Le 30 septembre 1999 donc, à Tokaï, dans une usine de retraitement d’uranium de la Japan Nuclear Fuel Conversion Co. (JCO), trois opérateurs (Oushi, Shinohara et Yokokawa) travaillaient au retraitement d’une solution de nitrate d’uranyle hautement enrichi (plus de dix-huit pourcents) en vue de la fabrication de combustible pour un réacteur nucléaire de recherche.

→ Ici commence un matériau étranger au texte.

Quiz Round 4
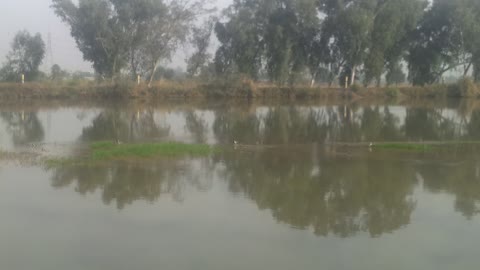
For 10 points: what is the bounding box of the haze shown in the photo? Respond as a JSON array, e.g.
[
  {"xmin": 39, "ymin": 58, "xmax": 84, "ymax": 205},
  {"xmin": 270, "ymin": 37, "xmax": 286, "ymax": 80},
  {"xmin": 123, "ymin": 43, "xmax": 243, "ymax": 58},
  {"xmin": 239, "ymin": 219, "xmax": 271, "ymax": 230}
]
[{"xmin": 0, "ymin": 0, "xmax": 231, "ymax": 71}]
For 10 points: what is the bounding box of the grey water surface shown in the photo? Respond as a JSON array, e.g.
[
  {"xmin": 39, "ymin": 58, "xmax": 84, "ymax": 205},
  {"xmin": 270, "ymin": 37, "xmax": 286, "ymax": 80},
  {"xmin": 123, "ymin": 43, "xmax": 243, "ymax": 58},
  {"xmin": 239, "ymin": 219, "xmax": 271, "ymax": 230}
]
[{"xmin": 0, "ymin": 101, "xmax": 480, "ymax": 270}]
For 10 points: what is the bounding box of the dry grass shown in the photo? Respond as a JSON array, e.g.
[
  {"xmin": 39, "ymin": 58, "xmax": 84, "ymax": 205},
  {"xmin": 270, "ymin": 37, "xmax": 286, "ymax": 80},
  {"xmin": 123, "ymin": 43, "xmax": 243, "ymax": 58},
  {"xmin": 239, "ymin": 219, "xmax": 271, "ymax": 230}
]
[{"xmin": 0, "ymin": 79, "xmax": 480, "ymax": 100}]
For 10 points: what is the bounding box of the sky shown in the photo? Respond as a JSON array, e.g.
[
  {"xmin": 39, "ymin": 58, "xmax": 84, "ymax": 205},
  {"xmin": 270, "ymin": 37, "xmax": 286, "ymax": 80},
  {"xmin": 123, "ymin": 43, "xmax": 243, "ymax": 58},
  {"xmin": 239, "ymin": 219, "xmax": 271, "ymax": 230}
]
[{"xmin": 0, "ymin": 0, "xmax": 232, "ymax": 71}]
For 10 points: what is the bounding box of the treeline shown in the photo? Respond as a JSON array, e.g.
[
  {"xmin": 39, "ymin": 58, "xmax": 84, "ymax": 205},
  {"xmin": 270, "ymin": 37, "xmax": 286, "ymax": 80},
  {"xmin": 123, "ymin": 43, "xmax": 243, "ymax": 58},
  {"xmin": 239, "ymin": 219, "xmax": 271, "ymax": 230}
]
[
  {"xmin": 214, "ymin": 0, "xmax": 480, "ymax": 85},
  {"xmin": 2, "ymin": 0, "xmax": 480, "ymax": 86}
]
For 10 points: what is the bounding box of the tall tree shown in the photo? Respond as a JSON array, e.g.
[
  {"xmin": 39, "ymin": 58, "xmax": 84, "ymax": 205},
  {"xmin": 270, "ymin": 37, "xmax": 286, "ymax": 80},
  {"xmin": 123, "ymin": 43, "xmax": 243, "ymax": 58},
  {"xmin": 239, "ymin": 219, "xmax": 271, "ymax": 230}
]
[
  {"xmin": 365, "ymin": 0, "xmax": 428, "ymax": 85},
  {"xmin": 52, "ymin": 0, "xmax": 128, "ymax": 78},
  {"xmin": 187, "ymin": 18, "xmax": 216, "ymax": 77},
  {"xmin": 408, "ymin": 0, "xmax": 480, "ymax": 84},
  {"xmin": 0, "ymin": 31, "xmax": 45, "ymax": 81},
  {"xmin": 141, "ymin": 0, "xmax": 209, "ymax": 86}
]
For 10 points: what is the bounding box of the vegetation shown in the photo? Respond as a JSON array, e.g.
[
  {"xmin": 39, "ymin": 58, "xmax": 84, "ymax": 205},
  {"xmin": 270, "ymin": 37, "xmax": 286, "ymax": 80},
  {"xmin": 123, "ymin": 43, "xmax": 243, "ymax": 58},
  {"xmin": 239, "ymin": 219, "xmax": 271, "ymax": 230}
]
[
  {"xmin": 90, "ymin": 142, "xmax": 212, "ymax": 160},
  {"xmin": 0, "ymin": 31, "xmax": 45, "ymax": 82},
  {"xmin": 1, "ymin": 0, "xmax": 480, "ymax": 97}
]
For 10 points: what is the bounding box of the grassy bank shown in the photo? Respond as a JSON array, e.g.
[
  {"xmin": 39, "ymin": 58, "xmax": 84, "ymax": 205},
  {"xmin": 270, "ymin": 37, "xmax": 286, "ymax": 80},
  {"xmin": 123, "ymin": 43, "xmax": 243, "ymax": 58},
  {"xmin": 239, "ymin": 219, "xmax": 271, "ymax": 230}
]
[
  {"xmin": 90, "ymin": 142, "xmax": 213, "ymax": 160},
  {"xmin": 44, "ymin": 142, "xmax": 216, "ymax": 167},
  {"xmin": 0, "ymin": 79, "xmax": 480, "ymax": 101}
]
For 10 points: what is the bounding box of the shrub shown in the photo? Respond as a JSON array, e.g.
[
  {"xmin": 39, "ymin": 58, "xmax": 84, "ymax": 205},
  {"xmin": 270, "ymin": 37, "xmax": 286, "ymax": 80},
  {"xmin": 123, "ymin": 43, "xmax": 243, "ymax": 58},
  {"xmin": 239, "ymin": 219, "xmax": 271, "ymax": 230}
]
[
  {"xmin": 385, "ymin": 87, "xmax": 400, "ymax": 98},
  {"xmin": 350, "ymin": 83, "xmax": 363, "ymax": 93},
  {"xmin": 448, "ymin": 77, "xmax": 479, "ymax": 97}
]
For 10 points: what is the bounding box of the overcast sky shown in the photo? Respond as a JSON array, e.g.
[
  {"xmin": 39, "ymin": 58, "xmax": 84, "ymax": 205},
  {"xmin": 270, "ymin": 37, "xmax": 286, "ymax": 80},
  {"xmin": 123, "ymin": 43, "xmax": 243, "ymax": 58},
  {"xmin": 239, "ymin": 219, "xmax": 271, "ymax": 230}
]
[{"xmin": 0, "ymin": 0, "xmax": 232, "ymax": 71}]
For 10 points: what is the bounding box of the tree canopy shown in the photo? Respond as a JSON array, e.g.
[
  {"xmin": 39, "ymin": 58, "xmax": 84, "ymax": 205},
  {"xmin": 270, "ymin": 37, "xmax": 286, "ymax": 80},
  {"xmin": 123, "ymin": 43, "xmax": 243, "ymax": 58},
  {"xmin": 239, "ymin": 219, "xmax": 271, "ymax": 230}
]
[
  {"xmin": 45, "ymin": 0, "xmax": 480, "ymax": 85},
  {"xmin": 0, "ymin": 31, "xmax": 45, "ymax": 81}
]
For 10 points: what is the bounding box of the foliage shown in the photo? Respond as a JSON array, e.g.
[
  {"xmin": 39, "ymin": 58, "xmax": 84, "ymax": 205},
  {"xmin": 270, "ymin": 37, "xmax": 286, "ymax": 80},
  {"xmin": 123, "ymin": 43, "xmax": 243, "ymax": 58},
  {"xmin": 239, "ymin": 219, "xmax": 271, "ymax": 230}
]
[
  {"xmin": 187, "ymin": 18, "xmax": 216, "ymax": 77},
  {"xmin": 0, "ymin": 31, "xmax": 45, "ymax": 82},
  {"xmin": 91, "ymin": 142, "xmax": 212, "ymax": 160},
  {"xmin": 52, "ymin": 0, "xmax": 205, "ymax": 83}
]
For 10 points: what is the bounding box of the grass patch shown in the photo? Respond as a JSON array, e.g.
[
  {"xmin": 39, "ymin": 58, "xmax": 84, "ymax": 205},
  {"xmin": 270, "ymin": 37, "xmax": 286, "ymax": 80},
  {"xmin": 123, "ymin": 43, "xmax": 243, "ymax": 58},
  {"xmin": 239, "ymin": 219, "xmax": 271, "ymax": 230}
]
[
  {"xmin": 90, "ymin": 142, "xmax": 213, "ymax": 160},
  {"xmin": 373, "ymin": 143, "xmax": 434, "ymax": 152}
]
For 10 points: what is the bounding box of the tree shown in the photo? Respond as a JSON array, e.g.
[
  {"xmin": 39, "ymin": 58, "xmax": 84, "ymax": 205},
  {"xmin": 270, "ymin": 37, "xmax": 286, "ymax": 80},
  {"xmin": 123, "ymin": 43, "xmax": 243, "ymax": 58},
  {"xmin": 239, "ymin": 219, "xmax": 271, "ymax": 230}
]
[
  {"xmin": 50, "ymin": 64, "xmax": 68, "ymax": 81},
  {"xmin": 187, "ymin": 18, "xmax": 216, "ymax": 77},
  {"xmin": 52, "ymin": 0, "xmax": 205, "ymax": 84},
  {"xmin": 0, "ymin": 31, "xmax": 45, "ymax": 81},
  {"xmin": 408, "ymin": 0, "xmax": 480, "ymax": 85},
  {"xmin": 365, "ymin": 0, "xmax": 427, "ymax": 85},
  {"xmin": 215, "ymin": 0, "xmax": 320, "ymax": 85},
  {"xmin": 320, "ymin": 0, "xmax": 375, "ymax": 86},
  {"xmin": 137, "ymin": 0, "xmax": 209, "ymax": 86},
  {"xmin": 386, "ymin": 63, "xmax": 407, "ymax": 85}
]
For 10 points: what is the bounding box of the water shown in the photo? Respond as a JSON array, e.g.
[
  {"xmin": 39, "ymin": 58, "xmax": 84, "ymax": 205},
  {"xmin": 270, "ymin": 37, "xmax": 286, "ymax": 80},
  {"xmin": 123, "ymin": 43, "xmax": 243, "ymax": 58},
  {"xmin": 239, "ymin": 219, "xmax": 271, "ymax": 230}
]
[{"xmin": 0, "ymin": 102, "xmax": 480, "ymax": 270}]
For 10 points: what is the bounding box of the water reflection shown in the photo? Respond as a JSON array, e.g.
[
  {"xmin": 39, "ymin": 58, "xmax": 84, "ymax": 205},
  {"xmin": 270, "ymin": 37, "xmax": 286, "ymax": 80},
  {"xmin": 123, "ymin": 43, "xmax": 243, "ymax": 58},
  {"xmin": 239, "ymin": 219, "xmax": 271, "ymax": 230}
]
[
  {"xmin": 81, "ymin": 109, "xmax": 170, "ymax": 142},
  {"xmin": 217, "ymin": 151, "xmax": 415, "ymax": 237},
  {"xmin": 0, "ymin": 102, "xmax": 480, "ymax": 237},
  {"xmin": 52, "ymin": 160, "xmax": 212, "ymax": 209},
  {"xmin": 0, "ymin": 111, "xmax": 45, "ymax": 146}
]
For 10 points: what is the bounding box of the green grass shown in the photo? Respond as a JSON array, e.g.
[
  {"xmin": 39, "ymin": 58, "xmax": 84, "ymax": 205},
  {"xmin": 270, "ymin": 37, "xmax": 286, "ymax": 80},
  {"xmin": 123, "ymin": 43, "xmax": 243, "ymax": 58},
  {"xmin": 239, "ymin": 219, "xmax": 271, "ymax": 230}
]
[
  {"xmin": 373, "ymin": 143, "xmax": 434, "ymax": 152},
  {"xmin": 90, "ymin": 142, "xmax": 213, "ymax": 160},
  {"xmin": 372, "ymin": 141, "xmax": 480, "ymax": 152}
]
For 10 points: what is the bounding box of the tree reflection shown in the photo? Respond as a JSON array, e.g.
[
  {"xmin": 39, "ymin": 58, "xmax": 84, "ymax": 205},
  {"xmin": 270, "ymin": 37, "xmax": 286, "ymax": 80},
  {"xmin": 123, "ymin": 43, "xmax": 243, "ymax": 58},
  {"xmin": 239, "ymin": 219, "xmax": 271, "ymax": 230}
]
[
  {"xmin": 81, "ymin": 109, "xmax": 170, "ymax": 142},
  {"xmin": 217, "ymin": 150, "xmax": 415, "ymax": 237},
  {"xmin": 52, "ymin": 160, "xmax": 212, "ymax": 209},
  {"xmin": 0, "ymin": 112, "xmax": 45, "ymax": 146},
  {"xmin": 43, "ymin": 103, "xmax": 480, "ymax": 237}
]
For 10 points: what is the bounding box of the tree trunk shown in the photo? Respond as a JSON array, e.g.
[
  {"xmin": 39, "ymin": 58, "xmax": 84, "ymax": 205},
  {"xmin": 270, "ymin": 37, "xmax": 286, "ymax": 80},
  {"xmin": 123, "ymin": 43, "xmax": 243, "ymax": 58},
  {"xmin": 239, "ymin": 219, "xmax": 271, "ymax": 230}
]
[
  {"xmin": 463, "ymin": 62, "xmax": 472, "ymax": 77},
  {"xmin": 148, "ymin": 62, "xmax": 158, "ymax": 88},
  {"xmin": 112, "ymin": 57, "xmax": 117, "ymax": 83},
  {"xmin": 310, "ymin": 72, "xmax": 317, "ymax": 88},
  {"xmin": 350, "ymin": 66, "xmax": 356, "ymax": 85}
]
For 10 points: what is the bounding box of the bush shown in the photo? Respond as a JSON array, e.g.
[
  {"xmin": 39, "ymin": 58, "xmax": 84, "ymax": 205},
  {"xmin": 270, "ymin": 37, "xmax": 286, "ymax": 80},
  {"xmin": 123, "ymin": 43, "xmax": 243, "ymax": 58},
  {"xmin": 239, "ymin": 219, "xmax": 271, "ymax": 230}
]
[
  {"xmin": 448, "ymin": 77, "xmax": 479, "ymax": 97},
  {"xmin": 385, "ymin": 87, "xmax": 400, "ymax": 98},
  {"xmin": 350, "ymin": 83, "xmax": 363, "ymax": 93}
]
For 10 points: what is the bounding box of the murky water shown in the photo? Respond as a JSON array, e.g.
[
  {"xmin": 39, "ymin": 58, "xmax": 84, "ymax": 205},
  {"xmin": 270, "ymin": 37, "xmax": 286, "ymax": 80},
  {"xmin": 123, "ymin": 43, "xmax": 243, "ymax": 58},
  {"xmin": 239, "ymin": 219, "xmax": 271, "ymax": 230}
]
[{"xmin": 0, "ymin": 102, "xmax": 480, "ymax": 270}]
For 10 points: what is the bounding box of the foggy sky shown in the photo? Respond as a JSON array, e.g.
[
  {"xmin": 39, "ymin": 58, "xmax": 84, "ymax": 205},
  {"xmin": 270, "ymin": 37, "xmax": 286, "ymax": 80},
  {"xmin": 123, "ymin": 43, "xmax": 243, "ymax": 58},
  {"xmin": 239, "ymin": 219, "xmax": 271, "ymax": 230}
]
[{"xmin": 0, "ymin": 0, "xmax": 232, "ymax": 71}]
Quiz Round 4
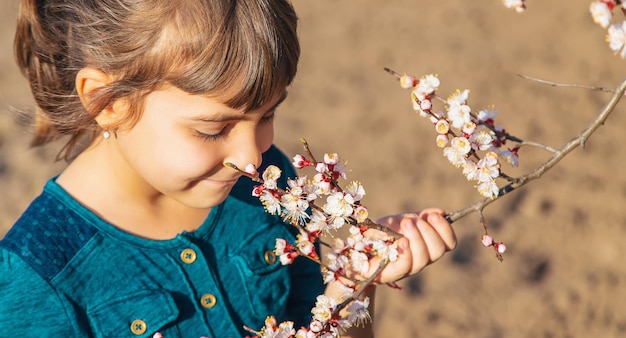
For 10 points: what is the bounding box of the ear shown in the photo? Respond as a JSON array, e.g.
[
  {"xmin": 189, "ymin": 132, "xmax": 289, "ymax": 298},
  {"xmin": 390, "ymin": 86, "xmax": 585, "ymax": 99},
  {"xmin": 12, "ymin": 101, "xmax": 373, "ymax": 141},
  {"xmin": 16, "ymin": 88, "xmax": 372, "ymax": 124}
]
[{"xmin": 76, "ymin": 67, "xmax": 125, "ymax": 129}]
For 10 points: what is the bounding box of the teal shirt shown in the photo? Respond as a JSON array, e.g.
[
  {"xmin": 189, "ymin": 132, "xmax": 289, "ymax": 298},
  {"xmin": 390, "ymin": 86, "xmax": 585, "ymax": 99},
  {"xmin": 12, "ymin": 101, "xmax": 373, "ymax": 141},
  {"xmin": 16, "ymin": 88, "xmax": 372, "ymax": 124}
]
[{"xmin": 0, "ymin": 147, "xmax": 323, "ymax": 338}]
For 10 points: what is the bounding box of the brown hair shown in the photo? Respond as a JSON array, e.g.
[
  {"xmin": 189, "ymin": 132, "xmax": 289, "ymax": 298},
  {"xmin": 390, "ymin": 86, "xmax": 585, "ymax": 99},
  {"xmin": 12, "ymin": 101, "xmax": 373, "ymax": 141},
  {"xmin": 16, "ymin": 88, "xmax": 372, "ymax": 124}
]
[{"xmin": 14, "ymin": 0, "xmax": 300, "ymax": 160}]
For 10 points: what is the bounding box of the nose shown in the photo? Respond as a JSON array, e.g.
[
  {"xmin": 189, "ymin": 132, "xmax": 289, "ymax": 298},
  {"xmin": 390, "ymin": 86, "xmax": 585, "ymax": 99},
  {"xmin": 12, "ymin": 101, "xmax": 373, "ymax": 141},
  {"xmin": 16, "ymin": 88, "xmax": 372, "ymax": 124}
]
[{"xmin": 224, "ymin": 125, "xmax": 266, "ymax": 170}]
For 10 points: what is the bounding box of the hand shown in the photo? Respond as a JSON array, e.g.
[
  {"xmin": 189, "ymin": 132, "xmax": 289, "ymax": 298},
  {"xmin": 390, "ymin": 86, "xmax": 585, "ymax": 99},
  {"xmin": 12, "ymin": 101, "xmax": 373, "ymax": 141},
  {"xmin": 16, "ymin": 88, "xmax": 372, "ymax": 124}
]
[{"xmin": 370, "ymin": 208, "xmax": 456, "ymax": 283}]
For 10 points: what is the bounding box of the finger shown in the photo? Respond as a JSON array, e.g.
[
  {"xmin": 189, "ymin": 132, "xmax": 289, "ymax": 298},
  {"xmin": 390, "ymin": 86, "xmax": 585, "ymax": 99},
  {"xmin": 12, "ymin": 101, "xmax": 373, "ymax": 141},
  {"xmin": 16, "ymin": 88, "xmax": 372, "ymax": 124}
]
[
  {"xmin": 416, "ymin": 218, "xmax": 446, "ymax": 264},
  {"xmin": 426, "ymin": 212, "xmax": 457, "ymax": 251},
  {"xmin": 400, "ymin": 217, "xmax": 434, "ymax": 274},
  {"xmin": 368, "ymin": 238, "xmax": 413, "ymax": 283}
]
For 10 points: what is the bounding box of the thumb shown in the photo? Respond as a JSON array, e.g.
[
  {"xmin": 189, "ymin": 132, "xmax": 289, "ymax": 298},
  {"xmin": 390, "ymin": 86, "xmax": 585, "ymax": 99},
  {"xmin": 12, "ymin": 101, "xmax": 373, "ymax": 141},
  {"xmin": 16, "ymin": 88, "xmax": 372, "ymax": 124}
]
[{"xmin": 370, "ymin": 238, "xmax": 413, "ymax": 283}]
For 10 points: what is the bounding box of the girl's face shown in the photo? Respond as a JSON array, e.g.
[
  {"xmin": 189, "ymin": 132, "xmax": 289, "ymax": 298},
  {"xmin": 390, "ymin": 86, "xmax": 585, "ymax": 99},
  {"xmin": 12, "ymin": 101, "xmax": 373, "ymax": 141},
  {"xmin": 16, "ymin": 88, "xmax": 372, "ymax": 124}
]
[{"xmin": 109, "ymin": 87, "xmax": 286, "ymax": 209}]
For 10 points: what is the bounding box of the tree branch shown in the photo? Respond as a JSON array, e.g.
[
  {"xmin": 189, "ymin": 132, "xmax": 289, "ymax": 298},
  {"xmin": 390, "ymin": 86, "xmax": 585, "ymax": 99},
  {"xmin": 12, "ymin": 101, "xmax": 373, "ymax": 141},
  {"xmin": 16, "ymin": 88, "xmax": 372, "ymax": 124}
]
[{"xmin": 446, "ymin": 77, "xmax": 626, "ymax": 223}]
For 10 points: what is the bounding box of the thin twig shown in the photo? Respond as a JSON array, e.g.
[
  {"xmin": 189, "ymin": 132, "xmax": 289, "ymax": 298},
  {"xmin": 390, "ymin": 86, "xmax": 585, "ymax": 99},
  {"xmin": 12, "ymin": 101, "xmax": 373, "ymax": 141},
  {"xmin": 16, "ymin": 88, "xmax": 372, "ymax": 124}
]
[
  {"xmin": 517, "ymin": 74, "xmax": 615, "ymax": 93},
  {"xmin": 446, "ymin": 79, "xmax": 626, "ymax": 223}
]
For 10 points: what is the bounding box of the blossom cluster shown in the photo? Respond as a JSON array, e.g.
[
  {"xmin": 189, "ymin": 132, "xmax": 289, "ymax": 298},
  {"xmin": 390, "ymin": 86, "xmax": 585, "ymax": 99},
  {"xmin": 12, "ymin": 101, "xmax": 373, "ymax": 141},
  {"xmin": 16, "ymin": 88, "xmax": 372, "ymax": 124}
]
[
  {"xmin": 239, "ymin": 153, "xmax": 398, "ymax": 338},
  {"xmin": 398, "ymin": 71, "xmax": 519, "ymax": 198},
  {"xmin": 589, "ymin": 0, "xmax": 626, "ymax": 59},
  {"xmin": 503, "ymin": 0, "xmax": 626, "ymax": 59}
]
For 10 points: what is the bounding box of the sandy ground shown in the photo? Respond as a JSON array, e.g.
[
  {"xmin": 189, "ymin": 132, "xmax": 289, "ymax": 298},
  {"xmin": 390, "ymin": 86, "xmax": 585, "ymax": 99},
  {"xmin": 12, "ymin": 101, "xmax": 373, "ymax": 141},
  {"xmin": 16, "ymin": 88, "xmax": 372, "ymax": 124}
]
[{"xmin": 0, "ymin": 0, "xmax": 626, "ymax": 338}]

La procédure impliquait de réaliser un mélange de solution dans une cuve spécialement conçue pour être « critiquement sûre », c’est-à-dire pour empêcher toute possibilité de réaction de criticité. Cette fonction de sûreté était assurée par la géométrie de la cuve, dont l’élancement et la faible épaisseur empêchaient physiquement l’atteinte de la masse critique, même en cas de rassemblement par précipitation parfaitement dense de tout l’uranium présent dans la cuve.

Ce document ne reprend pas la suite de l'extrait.